Maviş heyecanla başını sallamış.
Ay Dede, beyaz sakallarını sallayarak anlatmaya başlamış:
— “Benim bir bavulum var, sihirli bir bavul! İçine her çocuğun özlemini, mektubunu, sevincini ve gözyaşını koyarım. Sonra uçar uçar, o özlem kimeyse onu bulur.”

Maviş’in gözleri parlamış.
— “Ben de babama özlemimi yollar mıyım bu bavulla?”
— “Tabii!” demiş Ay Dede. “Ama önce içine birkaç şey koymalıyız. Mesela… özlediğin şeyleri anlatan bir çizim, annenle birlikte yaptığın kurabiyenin tarifi ve en sevdiğin masal kitabından bir sayfa…”

O gece Maviş, kalbinden geçenleri bir kağıda çizmiş: babasıyla el ele yürüdükleri bir resim.
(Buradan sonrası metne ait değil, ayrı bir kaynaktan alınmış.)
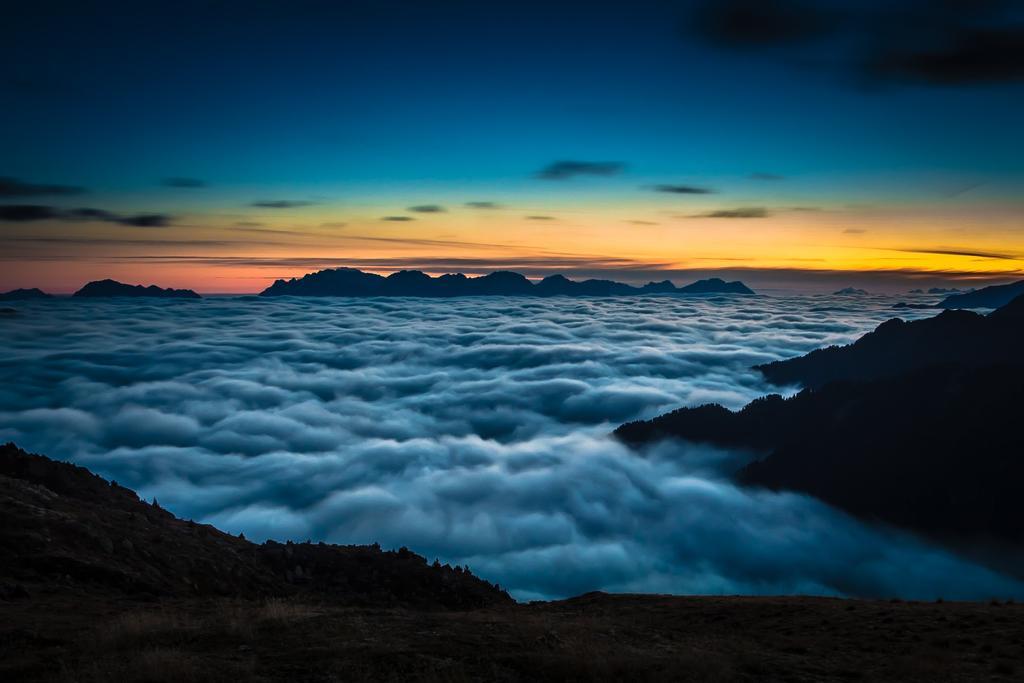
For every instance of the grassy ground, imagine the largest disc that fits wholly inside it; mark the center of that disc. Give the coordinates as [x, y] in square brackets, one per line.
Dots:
[594, 637]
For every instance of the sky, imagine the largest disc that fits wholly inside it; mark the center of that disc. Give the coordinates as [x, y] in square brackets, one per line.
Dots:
[221, 145]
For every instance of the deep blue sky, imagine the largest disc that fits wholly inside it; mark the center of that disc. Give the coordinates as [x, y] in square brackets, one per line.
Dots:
[852, 103]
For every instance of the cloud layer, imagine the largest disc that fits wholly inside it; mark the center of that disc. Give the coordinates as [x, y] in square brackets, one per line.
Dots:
[471, 430]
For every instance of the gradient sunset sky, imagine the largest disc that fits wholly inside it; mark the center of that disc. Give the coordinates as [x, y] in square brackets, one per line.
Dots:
[221, 145]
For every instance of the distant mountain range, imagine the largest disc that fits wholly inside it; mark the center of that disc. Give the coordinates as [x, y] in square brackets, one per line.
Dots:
[986, 297]
[112, 288]
[352, 283]
[915, 424]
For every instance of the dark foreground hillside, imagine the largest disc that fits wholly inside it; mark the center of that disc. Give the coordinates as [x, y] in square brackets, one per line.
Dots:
[98, 586]
[915, 424]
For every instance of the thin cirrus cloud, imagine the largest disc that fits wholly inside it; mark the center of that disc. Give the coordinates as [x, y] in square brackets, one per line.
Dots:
[34, 212]
[1000, 256]
[741, 212]
[682, 189]
[281, 204]
[330, 437]
[563, 170]
[13, 187]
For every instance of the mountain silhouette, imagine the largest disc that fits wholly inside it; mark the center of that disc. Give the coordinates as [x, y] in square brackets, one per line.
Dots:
[986, 297]
[895, 346]
[112, 288]
[915, 424]
[936, 451]
[62, 523]
[353, 283]
[23, 294]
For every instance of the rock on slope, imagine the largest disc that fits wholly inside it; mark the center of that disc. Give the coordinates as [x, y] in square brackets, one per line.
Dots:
[66, 527]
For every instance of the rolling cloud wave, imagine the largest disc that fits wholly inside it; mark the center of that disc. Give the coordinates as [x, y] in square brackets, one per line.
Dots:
[471, 430]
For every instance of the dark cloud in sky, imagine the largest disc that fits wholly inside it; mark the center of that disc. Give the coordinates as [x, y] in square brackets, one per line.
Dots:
[281, 204]
[957, 55]
[183, 182]
[682, 189]
[563, 170]
[930, 43]
[1000, 256]
[755, 24]
[473, 431]
[10, 187]
[26, 212]
[741, 212]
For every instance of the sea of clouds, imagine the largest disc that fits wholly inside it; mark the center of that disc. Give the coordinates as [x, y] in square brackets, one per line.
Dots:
[473, 430]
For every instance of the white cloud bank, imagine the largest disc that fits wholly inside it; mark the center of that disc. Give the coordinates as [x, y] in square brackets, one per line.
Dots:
[472, 430]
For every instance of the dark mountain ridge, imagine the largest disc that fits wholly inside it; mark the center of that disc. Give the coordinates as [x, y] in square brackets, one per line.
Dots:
[915, 424]
[951, 337]
[112, 288]
[65, 526]
[987, 297]
[352, 283]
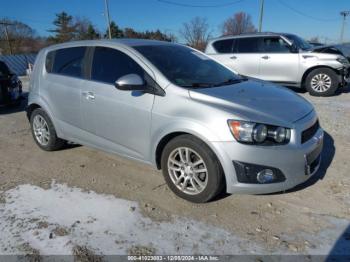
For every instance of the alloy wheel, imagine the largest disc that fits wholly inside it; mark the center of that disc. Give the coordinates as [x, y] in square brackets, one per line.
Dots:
[41, 130]
[321, 83]
[187, 170]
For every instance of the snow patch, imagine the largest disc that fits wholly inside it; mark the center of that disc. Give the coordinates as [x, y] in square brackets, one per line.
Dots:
[55, 220]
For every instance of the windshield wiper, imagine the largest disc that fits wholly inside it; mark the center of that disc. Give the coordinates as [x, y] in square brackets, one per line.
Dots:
[231, 81]
[204, 85]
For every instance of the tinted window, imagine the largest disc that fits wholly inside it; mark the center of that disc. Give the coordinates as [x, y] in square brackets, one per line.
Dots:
[299, 42]
[110, 64]
[224, 46]
[186, 67]
[274, 45]
[247, 45]
[49, 61]
[68, 61]
[4, 70]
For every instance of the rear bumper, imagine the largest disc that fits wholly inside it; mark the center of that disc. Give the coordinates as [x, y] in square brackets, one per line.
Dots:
[291, 160]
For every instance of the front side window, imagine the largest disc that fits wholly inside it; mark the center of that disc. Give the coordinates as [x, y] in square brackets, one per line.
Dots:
[275, 45]
[186, 67]
[67, 61]
[247, 45]
[224, 46]
[299, 42]
[110, 64]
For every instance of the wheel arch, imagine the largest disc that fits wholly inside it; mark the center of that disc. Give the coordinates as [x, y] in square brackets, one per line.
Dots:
[31, 108]
[168, 137]
[308, 71]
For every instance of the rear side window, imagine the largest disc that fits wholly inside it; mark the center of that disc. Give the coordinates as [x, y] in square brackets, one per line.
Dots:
[224, 46]
[4, 70]
[247, 45]
[110, 64]
[67, 61]
[274, 45]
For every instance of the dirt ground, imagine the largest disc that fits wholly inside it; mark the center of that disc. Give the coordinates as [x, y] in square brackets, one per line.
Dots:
[300, 220]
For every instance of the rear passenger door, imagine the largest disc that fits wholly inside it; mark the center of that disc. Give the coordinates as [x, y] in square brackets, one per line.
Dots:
[122, 118]
[246, 56]
[278, 63]
[65, 73]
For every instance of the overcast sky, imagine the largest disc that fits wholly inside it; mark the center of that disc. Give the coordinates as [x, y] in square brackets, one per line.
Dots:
[307, 18]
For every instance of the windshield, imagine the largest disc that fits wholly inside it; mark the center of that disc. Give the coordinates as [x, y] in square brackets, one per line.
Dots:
[299, 42]
[186, 67]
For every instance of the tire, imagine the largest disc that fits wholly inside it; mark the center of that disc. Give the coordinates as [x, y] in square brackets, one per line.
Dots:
[50, 141]
[209, 184]
[322, 75]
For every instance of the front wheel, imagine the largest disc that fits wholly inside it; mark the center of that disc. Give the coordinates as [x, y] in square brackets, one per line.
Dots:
[191, 170]
[322, 82]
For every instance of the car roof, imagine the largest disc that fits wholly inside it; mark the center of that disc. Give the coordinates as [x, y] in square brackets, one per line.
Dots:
[127, 42]
[249, 35]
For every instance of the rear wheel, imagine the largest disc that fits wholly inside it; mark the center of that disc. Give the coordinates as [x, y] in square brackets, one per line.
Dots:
[44, 132]
[191, 170]
[322, 82]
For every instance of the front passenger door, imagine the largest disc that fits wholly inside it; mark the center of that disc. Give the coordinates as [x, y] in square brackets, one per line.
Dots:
[122, 118]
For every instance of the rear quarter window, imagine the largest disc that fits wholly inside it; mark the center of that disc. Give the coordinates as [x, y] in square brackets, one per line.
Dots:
[224, 46]
[67, 61]
[247, 45]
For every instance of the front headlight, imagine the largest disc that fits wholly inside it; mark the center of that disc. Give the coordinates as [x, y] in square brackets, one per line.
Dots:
[255, 133]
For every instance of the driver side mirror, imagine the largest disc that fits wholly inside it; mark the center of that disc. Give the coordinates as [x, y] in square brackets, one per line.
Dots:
[131, 82]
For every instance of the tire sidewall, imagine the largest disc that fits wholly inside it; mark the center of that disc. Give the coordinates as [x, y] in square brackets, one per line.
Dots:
[334, 82]
[214, 184]
[53, 138]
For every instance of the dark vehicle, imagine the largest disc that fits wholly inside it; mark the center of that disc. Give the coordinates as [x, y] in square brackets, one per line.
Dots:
[10, 86]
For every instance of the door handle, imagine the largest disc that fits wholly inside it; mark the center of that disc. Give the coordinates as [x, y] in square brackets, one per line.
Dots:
[89, 95]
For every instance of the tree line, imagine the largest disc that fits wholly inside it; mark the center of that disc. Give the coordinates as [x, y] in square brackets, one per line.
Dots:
[17, 37]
Sonra annesiyle birlikte en sevdikleri tarçınlı kurabiyenin tarifini yazmış. Son olarak da uyumadan önce en sevdiği masaldan bir sayfayı katlayıp koymuş.

Sabah olduğunda, Ay Dede’nin ışığıyla parlayan küçük bir bavul pencerenin önünde duruyormuş. Maviş bavula baktığında içindeki her şeyin yerli yerinde olduğunu görmüş. Bavul, pırrr diye gökyüzüne yükselmiş ve uzaklardaki babasına doğru yola çıkmış.
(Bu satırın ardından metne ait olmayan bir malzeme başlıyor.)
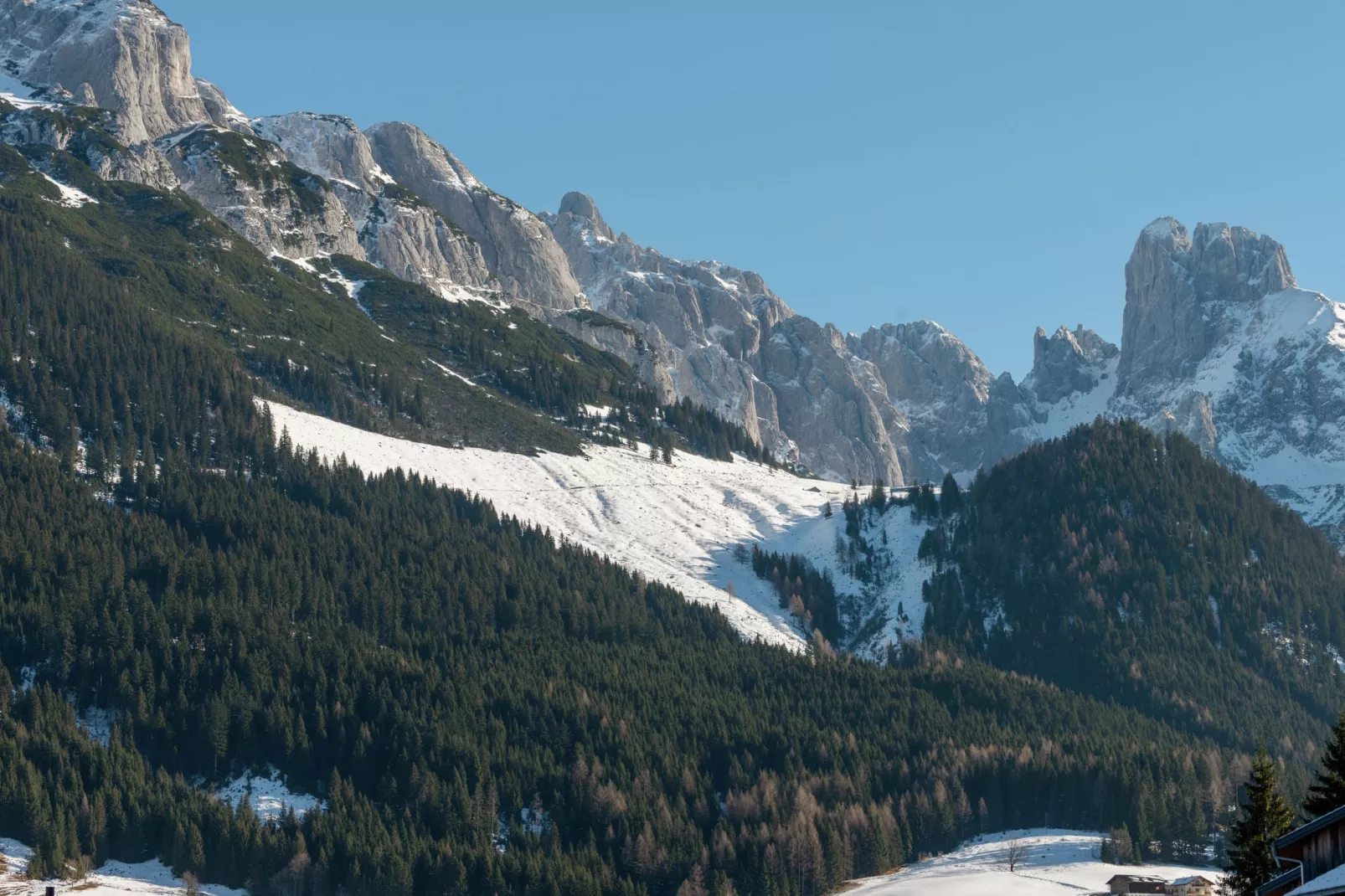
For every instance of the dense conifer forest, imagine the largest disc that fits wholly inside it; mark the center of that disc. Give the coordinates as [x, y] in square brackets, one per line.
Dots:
[1133, 568]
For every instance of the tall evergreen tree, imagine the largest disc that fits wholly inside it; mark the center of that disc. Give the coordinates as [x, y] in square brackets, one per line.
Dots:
[1266, 817]
[1327, 791]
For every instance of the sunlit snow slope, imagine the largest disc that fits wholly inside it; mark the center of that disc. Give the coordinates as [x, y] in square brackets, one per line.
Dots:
[677, 525]
[113, 878]
[1059, 862]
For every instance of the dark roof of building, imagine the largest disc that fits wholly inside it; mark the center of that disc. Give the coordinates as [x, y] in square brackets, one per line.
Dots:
[1281, 883]
[1311, 827]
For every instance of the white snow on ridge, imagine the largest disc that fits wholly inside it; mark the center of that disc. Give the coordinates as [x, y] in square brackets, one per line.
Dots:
[677, 525]
[70, 197]
[1059, 862]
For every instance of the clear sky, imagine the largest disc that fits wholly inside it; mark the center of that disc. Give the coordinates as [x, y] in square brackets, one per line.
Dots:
[982, 164]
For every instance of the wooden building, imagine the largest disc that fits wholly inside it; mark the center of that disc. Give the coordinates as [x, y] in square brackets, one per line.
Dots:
[1122, 884]
[1312, 858]
[1196, 885]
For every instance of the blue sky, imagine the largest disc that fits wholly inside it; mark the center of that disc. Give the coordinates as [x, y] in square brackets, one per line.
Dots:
[982, 164]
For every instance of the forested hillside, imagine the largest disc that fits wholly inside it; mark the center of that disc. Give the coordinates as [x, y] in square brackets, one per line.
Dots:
[1133, 568]
[430, 670]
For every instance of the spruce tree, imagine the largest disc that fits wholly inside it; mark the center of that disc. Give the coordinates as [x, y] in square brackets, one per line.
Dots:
[1327, 793]
[1266, 817]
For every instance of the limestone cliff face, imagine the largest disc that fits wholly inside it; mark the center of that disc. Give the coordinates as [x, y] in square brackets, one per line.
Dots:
[517, 245]
[720, 337]
[255, 190]
[1178, 290]
[122, 55]
[88, 135]
[958, 412]
[395, 229]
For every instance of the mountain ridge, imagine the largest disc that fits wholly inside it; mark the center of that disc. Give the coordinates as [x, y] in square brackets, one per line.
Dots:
[1207, 348]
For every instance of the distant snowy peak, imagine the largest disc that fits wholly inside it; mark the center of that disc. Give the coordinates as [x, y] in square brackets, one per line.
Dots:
[1178, 288]
[1068, 362]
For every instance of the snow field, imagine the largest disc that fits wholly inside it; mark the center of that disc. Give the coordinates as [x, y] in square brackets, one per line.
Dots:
[112, 878]
[677, 525]
[1059, 863]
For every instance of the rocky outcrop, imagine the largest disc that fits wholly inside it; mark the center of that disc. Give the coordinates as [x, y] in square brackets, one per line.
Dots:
[222, 112]
[517, 245]
[82, 133]
[721, 338]
[1178, 288]
[1068, 362]
[122, 55]
[395, 229]
[255, 190]
[841, 428]
[959, 414]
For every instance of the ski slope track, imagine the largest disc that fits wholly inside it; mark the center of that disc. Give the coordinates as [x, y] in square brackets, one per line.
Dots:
[1060, 863]
[676, 525]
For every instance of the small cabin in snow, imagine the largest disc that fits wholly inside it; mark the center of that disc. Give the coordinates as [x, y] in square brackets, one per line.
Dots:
[1312, 858]
[1196, 885]
[1136, 884]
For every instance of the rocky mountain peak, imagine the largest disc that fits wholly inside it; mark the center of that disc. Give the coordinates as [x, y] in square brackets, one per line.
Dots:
[1068, 361]
[581, 206]
[515, 244]
[328, 146]
[1178, 294]
[122, 55]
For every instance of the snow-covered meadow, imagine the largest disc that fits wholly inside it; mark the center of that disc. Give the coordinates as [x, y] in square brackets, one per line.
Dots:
[112, 878]
[1059, 863]
[677, 525]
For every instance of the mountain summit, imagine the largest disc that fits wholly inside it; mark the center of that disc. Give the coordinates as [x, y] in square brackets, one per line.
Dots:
[1218, 339]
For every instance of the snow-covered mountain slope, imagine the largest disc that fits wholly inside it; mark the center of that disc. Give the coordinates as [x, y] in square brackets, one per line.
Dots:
[1059, 862]
[679, 525]
[112, 878]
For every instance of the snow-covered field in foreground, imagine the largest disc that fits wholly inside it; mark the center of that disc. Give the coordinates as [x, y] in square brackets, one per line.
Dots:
[677, 525]
[1059, 863]
[270, 796]
[113, 878]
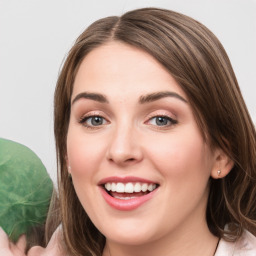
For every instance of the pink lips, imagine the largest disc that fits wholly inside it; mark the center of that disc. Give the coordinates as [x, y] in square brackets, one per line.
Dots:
[125, 205]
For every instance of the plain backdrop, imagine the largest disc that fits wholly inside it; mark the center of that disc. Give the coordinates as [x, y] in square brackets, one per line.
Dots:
[35, 36]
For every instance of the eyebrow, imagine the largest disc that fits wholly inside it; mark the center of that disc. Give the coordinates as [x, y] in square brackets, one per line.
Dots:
[151, 97]
[91, 96]
[159, 95]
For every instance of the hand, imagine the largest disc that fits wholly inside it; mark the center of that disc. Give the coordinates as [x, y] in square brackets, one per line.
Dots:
[8, 248]
[53, 248]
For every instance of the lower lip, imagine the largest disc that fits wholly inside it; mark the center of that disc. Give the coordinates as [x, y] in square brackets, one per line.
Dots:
[126, 205]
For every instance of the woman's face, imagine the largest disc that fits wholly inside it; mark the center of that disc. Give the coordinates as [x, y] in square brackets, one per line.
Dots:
[132, 131]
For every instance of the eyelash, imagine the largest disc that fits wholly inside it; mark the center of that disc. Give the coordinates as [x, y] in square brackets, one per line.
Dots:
[171, 121]
[166, 117]
[84, 119]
Günler geçmiş. Sonra bir gün köyün meydanında bir postacı belirivermiş.
— “Maviş!” demiş. “Uzaklardan sana bir paket var.”
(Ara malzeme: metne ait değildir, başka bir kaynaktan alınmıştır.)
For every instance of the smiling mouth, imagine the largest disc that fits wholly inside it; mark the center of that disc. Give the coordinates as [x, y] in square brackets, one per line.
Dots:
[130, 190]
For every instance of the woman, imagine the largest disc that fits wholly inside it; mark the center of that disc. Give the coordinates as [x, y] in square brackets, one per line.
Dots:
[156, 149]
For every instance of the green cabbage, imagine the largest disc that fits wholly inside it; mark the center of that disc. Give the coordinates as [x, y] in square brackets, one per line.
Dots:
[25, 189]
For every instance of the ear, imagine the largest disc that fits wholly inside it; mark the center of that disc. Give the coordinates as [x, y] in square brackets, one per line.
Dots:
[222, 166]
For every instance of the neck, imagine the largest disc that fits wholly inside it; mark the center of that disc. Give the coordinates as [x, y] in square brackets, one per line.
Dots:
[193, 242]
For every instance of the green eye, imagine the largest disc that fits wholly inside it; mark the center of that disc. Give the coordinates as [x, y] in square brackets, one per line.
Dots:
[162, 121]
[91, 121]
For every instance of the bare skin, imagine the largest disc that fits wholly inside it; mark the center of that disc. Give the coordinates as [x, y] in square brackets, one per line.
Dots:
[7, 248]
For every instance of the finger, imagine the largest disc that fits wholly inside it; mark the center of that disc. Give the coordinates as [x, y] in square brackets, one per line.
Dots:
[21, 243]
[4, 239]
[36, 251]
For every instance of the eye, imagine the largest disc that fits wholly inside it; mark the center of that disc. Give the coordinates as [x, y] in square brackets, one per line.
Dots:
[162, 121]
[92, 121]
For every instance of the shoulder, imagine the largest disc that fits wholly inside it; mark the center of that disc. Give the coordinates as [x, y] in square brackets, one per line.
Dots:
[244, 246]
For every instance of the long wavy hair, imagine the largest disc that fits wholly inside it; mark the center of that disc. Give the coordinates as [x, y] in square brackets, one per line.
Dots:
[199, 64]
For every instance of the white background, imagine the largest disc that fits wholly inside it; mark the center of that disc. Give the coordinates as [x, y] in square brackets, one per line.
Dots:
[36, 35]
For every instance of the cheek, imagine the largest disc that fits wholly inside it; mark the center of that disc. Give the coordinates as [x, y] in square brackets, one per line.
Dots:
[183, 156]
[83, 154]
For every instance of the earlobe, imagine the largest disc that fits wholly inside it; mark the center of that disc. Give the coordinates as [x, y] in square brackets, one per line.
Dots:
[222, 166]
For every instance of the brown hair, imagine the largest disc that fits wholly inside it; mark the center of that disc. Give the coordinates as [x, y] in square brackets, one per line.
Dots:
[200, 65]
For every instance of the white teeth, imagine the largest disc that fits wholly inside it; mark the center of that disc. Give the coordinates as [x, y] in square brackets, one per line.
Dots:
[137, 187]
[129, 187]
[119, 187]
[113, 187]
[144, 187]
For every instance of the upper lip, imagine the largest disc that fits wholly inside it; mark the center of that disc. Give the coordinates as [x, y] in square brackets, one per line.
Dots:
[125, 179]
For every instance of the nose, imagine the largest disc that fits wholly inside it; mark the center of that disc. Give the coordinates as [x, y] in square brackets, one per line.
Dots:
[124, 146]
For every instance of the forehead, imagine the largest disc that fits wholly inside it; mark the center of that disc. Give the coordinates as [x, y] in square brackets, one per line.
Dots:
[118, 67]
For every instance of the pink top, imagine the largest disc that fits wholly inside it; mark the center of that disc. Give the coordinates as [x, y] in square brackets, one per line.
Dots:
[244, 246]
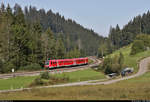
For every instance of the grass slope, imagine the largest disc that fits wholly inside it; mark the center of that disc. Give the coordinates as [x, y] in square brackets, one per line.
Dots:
[80, 75]
[134, 89]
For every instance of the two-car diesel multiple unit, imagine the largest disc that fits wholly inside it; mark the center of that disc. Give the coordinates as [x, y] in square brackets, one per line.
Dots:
[65, 62]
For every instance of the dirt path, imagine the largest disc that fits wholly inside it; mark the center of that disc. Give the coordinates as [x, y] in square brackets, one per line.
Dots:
[143, 65]
[61, 70]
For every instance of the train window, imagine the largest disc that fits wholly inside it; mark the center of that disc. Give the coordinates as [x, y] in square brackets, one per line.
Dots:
[54, 62]
[47, 63]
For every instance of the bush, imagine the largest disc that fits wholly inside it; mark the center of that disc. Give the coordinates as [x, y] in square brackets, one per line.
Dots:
[138, 46]
[1, 66]
[33, 66]
[45, 75]
[112, 65]
[38, 81]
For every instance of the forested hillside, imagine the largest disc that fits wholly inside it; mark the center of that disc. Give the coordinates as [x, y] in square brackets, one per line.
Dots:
[139, 25]
[29, 37]
[74, 35]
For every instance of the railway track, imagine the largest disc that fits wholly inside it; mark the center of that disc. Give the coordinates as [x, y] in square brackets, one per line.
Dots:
[96, 62]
Paketin içinden bir tişört, bir oyuncak ayı ve bir zarf çıkmış. Zarfta babasının el yazısıyla şöyle yazıyormuş:

“Sevgili oğlum, mektubun kalbime dokundu. Kurabiye tarifini iş arkadaşlarımla denedik, harikaydı. Senin çizimini yatağımın başucuna astım. Çok yakında seni koklamak için döneceğim. Seni gökyüzündeki Ay Dede kadar çok seviyorum.”

O günden sonra Maviş her gece gökyüzüne bakar, başka çocukların bavullarını seyredermiş. Çünkü artık bilirmiş ki… gurbet bazen uzaklarda olmak demekmiş, ama sevgiyle örülen yollarla kalpler hep yan yanaymış.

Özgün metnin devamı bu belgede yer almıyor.